Come on Elden and DISH! The 921 has the same bugs as L274, so when will those bugs be fixed? Only thing L276 fixed from L275 was the missing 9 day guide.

I can think of the following still not fixed on L274 and L276:

1. Stuck Aspect Ratio
2. Black Screen of Death when pressing Info button while watching a show and the receiver hasn't been rebooted in a day or few days
3. When exiting a PIP window that has been paused, it takes away the audio on the main channel.
4. Intermittently when you try to erase a DVR event, you'll get a pop-up saying "You have a delayed event, if you continue, you'll lose the recorded content"
5. Many, many more experienced by others.

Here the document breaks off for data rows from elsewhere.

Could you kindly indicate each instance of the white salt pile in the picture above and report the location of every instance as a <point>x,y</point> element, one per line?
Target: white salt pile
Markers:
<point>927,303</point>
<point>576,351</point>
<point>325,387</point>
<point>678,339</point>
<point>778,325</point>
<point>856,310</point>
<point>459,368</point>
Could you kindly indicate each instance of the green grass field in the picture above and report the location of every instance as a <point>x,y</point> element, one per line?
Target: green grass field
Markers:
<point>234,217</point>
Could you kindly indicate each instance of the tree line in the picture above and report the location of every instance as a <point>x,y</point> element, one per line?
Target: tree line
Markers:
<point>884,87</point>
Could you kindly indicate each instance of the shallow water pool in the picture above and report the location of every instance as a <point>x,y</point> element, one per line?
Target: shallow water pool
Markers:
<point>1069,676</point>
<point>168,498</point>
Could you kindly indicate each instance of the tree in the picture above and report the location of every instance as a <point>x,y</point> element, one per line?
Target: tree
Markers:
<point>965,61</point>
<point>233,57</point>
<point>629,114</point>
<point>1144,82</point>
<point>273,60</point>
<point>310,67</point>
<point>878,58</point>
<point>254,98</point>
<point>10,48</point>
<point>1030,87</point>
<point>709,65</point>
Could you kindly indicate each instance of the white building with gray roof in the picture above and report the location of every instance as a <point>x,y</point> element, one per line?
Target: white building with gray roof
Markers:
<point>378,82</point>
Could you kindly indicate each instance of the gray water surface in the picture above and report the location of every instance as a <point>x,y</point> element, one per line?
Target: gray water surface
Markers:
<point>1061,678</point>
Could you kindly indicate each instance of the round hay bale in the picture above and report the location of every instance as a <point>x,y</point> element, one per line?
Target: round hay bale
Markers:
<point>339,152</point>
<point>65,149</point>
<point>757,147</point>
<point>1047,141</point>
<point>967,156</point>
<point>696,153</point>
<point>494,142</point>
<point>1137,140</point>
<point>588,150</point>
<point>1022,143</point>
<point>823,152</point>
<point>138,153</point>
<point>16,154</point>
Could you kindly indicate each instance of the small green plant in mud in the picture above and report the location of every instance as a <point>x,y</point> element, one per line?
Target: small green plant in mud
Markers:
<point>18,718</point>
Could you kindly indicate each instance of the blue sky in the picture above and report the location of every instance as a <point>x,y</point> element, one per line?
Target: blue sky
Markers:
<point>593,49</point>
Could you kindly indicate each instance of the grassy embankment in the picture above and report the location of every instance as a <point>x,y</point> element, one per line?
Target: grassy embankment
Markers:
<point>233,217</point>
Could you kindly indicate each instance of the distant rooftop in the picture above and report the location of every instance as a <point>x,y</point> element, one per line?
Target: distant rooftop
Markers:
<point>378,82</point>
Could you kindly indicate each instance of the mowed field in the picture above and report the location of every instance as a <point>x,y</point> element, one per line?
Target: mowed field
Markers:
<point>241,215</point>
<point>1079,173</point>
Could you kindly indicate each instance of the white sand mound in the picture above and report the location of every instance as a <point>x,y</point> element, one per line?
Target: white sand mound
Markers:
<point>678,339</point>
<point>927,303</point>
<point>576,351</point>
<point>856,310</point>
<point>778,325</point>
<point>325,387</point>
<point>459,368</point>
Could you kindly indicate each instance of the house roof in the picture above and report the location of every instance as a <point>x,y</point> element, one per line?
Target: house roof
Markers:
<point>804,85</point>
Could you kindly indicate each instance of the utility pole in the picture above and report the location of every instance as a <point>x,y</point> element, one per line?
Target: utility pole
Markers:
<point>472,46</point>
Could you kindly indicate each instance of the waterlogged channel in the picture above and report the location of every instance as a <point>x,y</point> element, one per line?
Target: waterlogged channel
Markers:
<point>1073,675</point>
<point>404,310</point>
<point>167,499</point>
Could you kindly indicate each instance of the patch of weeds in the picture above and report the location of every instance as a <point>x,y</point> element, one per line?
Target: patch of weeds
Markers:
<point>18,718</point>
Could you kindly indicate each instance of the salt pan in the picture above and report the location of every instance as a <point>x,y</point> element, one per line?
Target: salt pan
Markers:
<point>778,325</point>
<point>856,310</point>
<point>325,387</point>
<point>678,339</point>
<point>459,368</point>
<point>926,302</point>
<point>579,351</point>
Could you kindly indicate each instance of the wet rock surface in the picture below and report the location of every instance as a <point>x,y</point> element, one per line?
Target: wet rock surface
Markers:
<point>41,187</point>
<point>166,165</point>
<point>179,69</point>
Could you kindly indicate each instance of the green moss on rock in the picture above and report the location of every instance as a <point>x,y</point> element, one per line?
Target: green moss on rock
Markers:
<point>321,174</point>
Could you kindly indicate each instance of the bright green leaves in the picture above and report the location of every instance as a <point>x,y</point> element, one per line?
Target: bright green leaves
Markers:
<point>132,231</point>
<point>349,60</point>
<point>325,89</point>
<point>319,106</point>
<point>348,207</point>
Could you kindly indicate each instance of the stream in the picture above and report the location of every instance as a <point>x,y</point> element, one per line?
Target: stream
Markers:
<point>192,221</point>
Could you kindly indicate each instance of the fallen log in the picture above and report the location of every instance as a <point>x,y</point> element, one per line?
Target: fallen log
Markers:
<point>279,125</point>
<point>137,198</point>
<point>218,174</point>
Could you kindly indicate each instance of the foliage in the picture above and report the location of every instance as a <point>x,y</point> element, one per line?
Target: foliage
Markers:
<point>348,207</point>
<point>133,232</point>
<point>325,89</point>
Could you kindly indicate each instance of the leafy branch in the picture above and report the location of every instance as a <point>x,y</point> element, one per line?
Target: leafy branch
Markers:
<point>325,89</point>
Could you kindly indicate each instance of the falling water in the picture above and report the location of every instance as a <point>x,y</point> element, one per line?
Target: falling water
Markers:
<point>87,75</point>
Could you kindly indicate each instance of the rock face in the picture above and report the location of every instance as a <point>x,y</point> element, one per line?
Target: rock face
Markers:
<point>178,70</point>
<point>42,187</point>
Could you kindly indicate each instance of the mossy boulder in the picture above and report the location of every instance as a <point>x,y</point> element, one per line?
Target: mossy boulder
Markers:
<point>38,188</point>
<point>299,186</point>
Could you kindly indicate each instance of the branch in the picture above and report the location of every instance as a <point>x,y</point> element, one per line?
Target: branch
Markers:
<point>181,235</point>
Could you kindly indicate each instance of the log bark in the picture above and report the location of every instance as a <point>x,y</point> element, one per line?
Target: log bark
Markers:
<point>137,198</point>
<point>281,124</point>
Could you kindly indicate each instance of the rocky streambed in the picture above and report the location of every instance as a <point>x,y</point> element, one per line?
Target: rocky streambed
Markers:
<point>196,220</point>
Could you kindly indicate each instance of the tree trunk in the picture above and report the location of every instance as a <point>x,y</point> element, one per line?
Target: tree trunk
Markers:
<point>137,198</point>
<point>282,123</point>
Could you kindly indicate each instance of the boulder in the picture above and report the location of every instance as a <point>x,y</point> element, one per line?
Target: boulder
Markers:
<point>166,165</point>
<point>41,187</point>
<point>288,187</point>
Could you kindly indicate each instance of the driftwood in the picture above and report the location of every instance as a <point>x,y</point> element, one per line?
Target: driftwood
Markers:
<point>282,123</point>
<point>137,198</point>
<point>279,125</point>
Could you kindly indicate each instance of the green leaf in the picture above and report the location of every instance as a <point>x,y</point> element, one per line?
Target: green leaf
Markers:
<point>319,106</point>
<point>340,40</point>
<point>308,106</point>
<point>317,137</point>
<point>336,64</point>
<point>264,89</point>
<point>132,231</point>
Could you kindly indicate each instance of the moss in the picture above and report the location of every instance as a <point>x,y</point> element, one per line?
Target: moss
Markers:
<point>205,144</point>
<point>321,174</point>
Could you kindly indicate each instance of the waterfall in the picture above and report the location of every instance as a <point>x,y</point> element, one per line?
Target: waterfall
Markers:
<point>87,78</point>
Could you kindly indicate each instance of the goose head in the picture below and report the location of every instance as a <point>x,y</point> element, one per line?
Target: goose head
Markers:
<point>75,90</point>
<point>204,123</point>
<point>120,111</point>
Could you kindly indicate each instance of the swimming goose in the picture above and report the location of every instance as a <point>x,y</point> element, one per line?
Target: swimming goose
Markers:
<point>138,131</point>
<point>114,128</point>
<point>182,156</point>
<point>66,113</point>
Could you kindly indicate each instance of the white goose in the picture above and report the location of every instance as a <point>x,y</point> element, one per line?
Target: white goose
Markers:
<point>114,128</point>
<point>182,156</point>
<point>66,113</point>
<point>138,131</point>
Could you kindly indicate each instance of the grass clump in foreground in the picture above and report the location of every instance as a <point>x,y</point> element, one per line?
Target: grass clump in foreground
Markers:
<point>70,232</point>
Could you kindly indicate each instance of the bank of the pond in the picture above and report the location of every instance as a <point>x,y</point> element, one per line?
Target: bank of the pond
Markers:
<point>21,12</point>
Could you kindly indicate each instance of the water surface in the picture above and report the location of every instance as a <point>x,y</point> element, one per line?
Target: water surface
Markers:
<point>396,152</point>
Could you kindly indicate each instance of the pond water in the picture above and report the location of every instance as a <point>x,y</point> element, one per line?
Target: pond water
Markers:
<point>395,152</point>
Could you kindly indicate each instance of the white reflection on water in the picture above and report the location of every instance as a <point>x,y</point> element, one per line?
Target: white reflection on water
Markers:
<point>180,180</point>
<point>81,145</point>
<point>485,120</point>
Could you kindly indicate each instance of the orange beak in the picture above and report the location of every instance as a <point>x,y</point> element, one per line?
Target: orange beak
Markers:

There must be many 921 owners still out there that they can't just ignore.


----------



## mwsmith2 (Nov 15, 2004)

Yeah, I don't think I'd be holding my breath waiting for one.

Michael


----------



## mwgiii (Jul 19, 2002)

SummitAdvantageRetailer said:


> There must be many 921 owners still out there that they can't just ignore.


Why not? They have been doing it for over a year now.


----------



## tnsprin (Mar 16, 2003)

mwgiii said:


> Why not? They have been doing it for over a year now.


Huge numbers are accepting the $99 vip622 upgrade. Others are selling there 921's to the unsuspecting and leasing or buying vip622's.


----------



## brettbolt (Feb 22, 2006)

I'd say leave it alone. I'd prefer the existing functionality rather than risk another software disaster like the one where you could only record one show at a time, or the 3 day guide.


----------



## Rovingbar (Jan 25, 2005)

tnsprin said:


> Huge numbers are accepting the $99 vip622 upgrade. Others are selling there 921's to the unsuspecting and leasing or buying vip622's.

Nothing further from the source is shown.